Why I Use a Surfer Symbol to Sum Up Solidarity with the Vulnerable
I travel a lot, far more than my wife and kids would like. It’s demanding to spend so much time on airplanes, in buses, in rental cars on lonely roads driving hundreds of miles between public speeches or meetings. I would much rather be back home fishing or grilling in sunny Hawaii. I could pitch in more with homeschooling the youngest of my seven children in the values that make life mean something — rather than nothing. Which is what kids soak in from the culture if you don’t pay close attention.
But it’s that very culture I’m fighting, the culture of Nothing. Nothing makes it worthwhile to sacrifice yourself, to make lifetime commitments, to welcome new life or take loving, patient care of the old and dying. Nothing brought you into this world, and Nothingness is waiting for you when you leave it.
“Nihilism” is a fancy philosophical word for what’s really a dank adolescent surrender, a juvenile cynical shrug at the complex wonders, the extraordinary mystery, pain, and beauty of human birth, life, love and death. It’s a cheap defense mechanism you use when you’re scared to get hurt, to lose something that matters — so to harden yourself, you pretend that nothing does. Pretend that for long enough and you will mean it.
The culture that rules in movies and books, in schools and too many churches, has soaked in this life-sucking poison, and so I schlep from airport to airport trying to offer the antidote. It’s not my own invention. I’m not a philosopher or prophet, but an ordinary guy who lost a daughter to the violence of our culture of Nothing — and who decided to do something about it. What I chose to do was to push back against the deaths of the innocent, in the womb or in refugee camps, in the ghetto or on the killing fields of Darfur or ISIS-controlled Iraq. Wherever death comes for the innocent, I want in some sense to be there, want my words and actions to place me in solidarity with the victims. That’s what I think it really means to be human.
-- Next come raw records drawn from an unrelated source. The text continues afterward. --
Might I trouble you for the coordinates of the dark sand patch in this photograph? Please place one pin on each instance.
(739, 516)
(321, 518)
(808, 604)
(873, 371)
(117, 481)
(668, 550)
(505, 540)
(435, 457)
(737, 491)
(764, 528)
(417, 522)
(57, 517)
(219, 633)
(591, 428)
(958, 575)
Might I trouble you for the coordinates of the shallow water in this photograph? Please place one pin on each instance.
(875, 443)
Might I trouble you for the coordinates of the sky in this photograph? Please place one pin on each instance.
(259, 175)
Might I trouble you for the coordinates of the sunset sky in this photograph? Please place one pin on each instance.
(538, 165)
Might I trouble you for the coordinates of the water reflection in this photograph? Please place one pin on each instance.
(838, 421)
What’s special to me about the place where I live, Hawaii, is that its native culture embodies more deeply than any I have seen the importance of solidarity — of opening your heart and even your home to those in need. For centuries, Hawaiians have answered the tragic fact that sometimes families break up, or parents die, or young teenagers get pregnant, through a beautiful institution they call “hānai.” As mainlanders would understand it, it amounts to an adoption, but without any of the legal strings and psychodrama that often encumber it elsewhere.
It’s really simple: Hawaiian culture sees people not as liabilities but assets, so if there’s a person who has lost his important attachments and needs to make new ones, a family will offer to hānai him, to accept him as one of their own. A baby whose young mom isn’t prepared to care for him, an old man without any relatives, a teenager whose dad goes to prison — any one of them might find himself hānai’d, and suddenly be a part of a whole extended family, with all the privileges and obligations that come with it. In the rest of America, that’s what the federal government is for.
This spirit of generous welcome is also expressed by the greeting, “aloha,” and it resonates through Hawaii — a place where the country’s Queen Emma once went door to door collecting money to build a hospital for the poor. (The Queen’s Medical Center is now one of the leading hospitals in the Pacific.) But the piece of Hawaiian culture that for me sums up its embrace of life against death, of solidarity with the vulnerable, is the “Shaka” sign now favored by surfers around the world.
As I learned when I first moved here as a 17-year-old, this sign comes from an act of solidarity with the suffering: A train conductor used to ride each day through the cane fields, and wave at the toiling workers — whose dull day was broken only by the back and forth of the train. One day that conductor was injured in an accident, and lost three fingers on his hand. The field hands missed his daily greeting, and wondered what’d happened to him. When the man came back to work, and passed through the fields, the workers cheered. He waved at them again, with his newly maimed hand. The workers waved back, but first made their hands look like his — showing just the thumb and pinkie. And ever since, the Shaka has been a sign of solidarity and friendship.
I wish I could have been there to see the look on that train conductor’s face. I am sure it’s the same look I got from persecuted Dinka in Sudan, when I showed up as part of a mission to dig them wells. It’s the look that Middle Eastern Christians get when they learn that some Western Christians realize that they exist, and are working for their safety. It’s the same face of wonderment, of surprise at the basic fact that other human beings care about them, that teenage moms have in crisis pregnancy centers when volunteers sacrifice themselves to welcome both mother and baby. It’s the spirit of hānai, of aloha, and I have to spend a lot of time outside Hawaii helping to share it with the world.
So when I meet with TV stars like Hoda Kotb of The Today Show, or pro-life politicians like Ted Cruz, or donors or volunteers or activists, I always snag a selfie with both of us flashing the Shaka symbol. It is my hope that someday the Shaka will be the universal gesture of solidarity with the vulnerable, a “peace” symbol that really means something.